Kathog Trungpa Rinpoche visited the University on a book donation trip from Nepal and India to grant Toronto a generous donation of newly published books. Kathog Trungpa Rinpoche, a high emanated reincarnate lama (or tulku) from the Tibetan Buddhist Kathog lineage has been working tirelessly for the past two decades to collect and publish rare and old texts from the Kathog lineage.
This difficult work began with travel to temple collections across the Tibetan cultural world, where he and his team gathered important books, many of which were only previously available in old manuscript or woodblock print format. He has collected these materials and made modern edited and digitally printed versions, and is now providing these books free of charge to Universities in North America where significant Tibetan studies research is taking place. Just the week before the gift was received in Toronto, another set of these books was welcomed to Columbia University in New York City.

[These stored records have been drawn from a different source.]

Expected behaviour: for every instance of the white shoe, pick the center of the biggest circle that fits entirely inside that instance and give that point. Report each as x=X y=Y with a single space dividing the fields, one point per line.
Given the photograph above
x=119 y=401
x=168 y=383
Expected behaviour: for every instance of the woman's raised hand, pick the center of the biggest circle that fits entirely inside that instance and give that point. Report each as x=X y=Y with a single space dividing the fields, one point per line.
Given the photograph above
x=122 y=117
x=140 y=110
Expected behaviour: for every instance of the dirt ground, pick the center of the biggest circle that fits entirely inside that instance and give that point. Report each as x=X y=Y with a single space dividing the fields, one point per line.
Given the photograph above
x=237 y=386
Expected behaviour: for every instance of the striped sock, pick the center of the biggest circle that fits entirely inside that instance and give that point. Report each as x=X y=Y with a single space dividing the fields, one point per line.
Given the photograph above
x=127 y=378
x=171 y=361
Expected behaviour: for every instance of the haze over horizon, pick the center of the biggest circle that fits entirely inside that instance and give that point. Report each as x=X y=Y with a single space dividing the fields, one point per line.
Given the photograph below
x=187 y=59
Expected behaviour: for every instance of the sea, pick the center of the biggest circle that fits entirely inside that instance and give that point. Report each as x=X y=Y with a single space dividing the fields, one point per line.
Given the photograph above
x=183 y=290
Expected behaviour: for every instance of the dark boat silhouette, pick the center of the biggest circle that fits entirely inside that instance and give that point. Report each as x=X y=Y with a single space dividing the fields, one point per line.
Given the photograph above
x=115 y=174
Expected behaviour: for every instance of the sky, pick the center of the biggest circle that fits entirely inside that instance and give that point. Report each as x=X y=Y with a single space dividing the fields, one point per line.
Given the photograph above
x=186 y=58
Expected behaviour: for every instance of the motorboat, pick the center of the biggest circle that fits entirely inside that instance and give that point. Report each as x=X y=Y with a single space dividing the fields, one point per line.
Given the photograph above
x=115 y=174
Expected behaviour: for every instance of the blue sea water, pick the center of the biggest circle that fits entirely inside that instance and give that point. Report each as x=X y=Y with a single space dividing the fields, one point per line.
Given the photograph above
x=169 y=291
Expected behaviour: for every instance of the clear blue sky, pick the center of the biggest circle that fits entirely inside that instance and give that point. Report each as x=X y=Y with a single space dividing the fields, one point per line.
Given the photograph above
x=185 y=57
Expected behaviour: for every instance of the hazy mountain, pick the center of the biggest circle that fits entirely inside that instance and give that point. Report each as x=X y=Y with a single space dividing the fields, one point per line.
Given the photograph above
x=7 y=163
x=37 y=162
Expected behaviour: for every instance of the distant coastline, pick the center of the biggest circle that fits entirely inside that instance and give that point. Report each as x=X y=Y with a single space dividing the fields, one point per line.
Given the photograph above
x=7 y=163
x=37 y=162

This generous donation to the University library includes nine multi-volume collections that contain the important texts and biographies of lineage masters of the Kathog tradition, an important Nyingmapa group whose main temple is based in the eastern Tibetan region of Kham. These texts were welcomed at the Robert H.N. Ho Family Foundation Centre for Buddhist Studies by University faculty, students and staff, and will eventually be accessioned into the main collections of the University of Toronto’s central (Robarts) library system, where they will be housed in the Tibetan reading room of the East Asian library.
The U of T Libraries have the largest Tibetan language collection in Canada. The Library began purchasing subscriptions to the Tibetan Buddhist Resource Center’s electronic text collections in 2008. In 2013, a collaboration between the University of Toronto and Columbia University’s research libraries was established to harness expertise in Tibetan collection services at both universities and increase the availability of Tibetan resources to a wider community of scholars in both Canada and the United States. The partnership provides for jointly sponsored acquisitions trips to enhance the Tibetan collections at both universities, and a shared point of service for research consultations. Since this collaboration began, the U of T’s Tibetan Collection has more than doubled in size.